Pédagogiques, les guides sont également présents pour répondre à toutes les interrogations des visiteurs sur la vie quotidienne des personnes aveugles ou mal-voyantes, et sur ce sujet-là, les questions fusent. Juliana Koutná :« Est-ce que je ne vois vraiment rien du tout ? Depuis combien de temps suis-je aveugle ? Beaucoup sont intéressés de savoir si cette exposition a déjà eu lieu ailleurs en Europe et comment ça s’est passé... Très souvent ils s’intéressent aussi à ce que je vois puisque je ne vois rien : est-ce que je ne vois que du noir, ou de la lumière... ? Ce sont les questions les plus fréquentes. Les gens posent aussi beaucoup de questions sur le quotidien des personnes aveugles : comment on fait la cuisine, comment on fait les courses... Parfois c’est difficile d’expliquer car certaines personnes n’écoutent pas ce qu’on leur dit. Mais il y en a aussi qui répondent ‘Aha ! Je vois !’ après avoir demandé comment nous savons quel tramway arrive et où il va. Je leur explique que nous avons un appareil qui le dit, et ils répondent ‘Aha ! C’est pour ça que le tramway parle souvent !’ Ils commencent par exemple à comprendre certaines choses qu’ils voient tout le temps, mais auxquelles ils n’avaient jamais réfléchi. »

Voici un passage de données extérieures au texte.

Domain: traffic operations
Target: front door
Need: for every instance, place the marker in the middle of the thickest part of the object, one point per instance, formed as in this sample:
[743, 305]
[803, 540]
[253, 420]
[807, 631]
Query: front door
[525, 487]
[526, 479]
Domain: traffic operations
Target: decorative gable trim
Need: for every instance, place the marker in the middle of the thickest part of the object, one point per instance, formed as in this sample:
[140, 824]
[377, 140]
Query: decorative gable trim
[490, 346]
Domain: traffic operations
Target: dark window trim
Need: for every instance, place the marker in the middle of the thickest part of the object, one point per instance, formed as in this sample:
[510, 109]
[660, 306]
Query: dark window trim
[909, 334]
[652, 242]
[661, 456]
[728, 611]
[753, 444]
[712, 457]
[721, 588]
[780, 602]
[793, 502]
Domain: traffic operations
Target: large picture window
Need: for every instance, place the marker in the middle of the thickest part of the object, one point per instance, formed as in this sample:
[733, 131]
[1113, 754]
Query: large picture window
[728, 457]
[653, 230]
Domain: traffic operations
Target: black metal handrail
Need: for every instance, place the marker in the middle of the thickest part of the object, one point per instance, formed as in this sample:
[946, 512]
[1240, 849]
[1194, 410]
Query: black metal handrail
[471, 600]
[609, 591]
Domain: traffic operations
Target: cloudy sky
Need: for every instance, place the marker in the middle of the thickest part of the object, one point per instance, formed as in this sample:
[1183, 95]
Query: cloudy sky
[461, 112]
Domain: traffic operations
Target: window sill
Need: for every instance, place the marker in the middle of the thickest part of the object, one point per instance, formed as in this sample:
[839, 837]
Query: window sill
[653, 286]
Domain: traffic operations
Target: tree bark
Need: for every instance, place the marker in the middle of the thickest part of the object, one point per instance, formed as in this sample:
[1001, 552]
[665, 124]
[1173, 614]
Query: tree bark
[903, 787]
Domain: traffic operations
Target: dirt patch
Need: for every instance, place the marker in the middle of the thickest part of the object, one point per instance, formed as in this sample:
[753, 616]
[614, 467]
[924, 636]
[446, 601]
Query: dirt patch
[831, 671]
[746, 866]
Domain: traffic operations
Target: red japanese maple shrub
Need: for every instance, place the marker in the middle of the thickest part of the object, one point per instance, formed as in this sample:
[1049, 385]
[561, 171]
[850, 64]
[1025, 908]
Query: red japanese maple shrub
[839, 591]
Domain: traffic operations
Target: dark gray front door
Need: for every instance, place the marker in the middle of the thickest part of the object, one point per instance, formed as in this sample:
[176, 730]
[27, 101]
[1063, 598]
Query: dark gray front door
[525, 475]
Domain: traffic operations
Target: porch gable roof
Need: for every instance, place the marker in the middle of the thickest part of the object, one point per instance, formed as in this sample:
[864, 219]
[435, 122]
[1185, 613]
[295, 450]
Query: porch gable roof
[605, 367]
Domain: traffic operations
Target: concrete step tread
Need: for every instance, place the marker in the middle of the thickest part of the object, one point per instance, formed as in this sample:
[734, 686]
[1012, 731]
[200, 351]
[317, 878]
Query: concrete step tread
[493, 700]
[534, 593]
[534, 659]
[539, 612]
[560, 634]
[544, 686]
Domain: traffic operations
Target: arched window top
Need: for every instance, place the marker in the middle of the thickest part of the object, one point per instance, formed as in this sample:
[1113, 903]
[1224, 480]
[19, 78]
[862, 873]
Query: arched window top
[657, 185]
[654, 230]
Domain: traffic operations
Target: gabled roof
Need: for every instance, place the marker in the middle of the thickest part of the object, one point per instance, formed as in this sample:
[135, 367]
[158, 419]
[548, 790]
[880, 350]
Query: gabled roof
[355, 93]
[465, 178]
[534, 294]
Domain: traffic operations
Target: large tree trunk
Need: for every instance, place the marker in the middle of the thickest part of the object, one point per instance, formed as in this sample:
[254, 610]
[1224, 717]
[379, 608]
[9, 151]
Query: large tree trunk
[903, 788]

Pari réussi, donc, pour Krisztina Simon et Juliana Koutná lorsque les visiteurs quittent l’exposition avec – c’est le cas de le dire – un nouveau regard sur la situation des personnes aveugles, et des personnes atteintes d’un handicap en général. Un travail de pédagogie qui se fait sur la durée. Krisztina Simon :
« Nous voulons aussi rapprocher les deux mondes et expliquer aux gens comment aider les personnes aveugles. L’idée de départ, c’est qu’une personne qui ne voit pas est une chose sur laquelle les gens ont des idées préconçues. Alors qu’en fait notre vue est souvent une limite : quand nous voyons quelqu’un nous avons tout de suite des préjugés sur cette personne sans même lui parler. Alors je pense que nous avons beaucoup à apprendre aux gens sur les aveugles. »La formule fait en tout cas recette : près de 17 000 personnes ont déjà visité l’exposition, dont la moitié des groupes scolaires et d’étudiants, ainsi qu’un grand nombre d’entreprises qui viennent participer aux activités de teambuilding « invisibles » également proposées. En deux ans, le deuxième étage de la mairie de la Nouvelle Ville ne désemplit pas, et il est très fortement conseillé de réserver sa place avant de s’y rendre. Un succès pour les organisateurs, qui comptent bien rester à leur place aussi longtemps que le public sera au rendez-vous.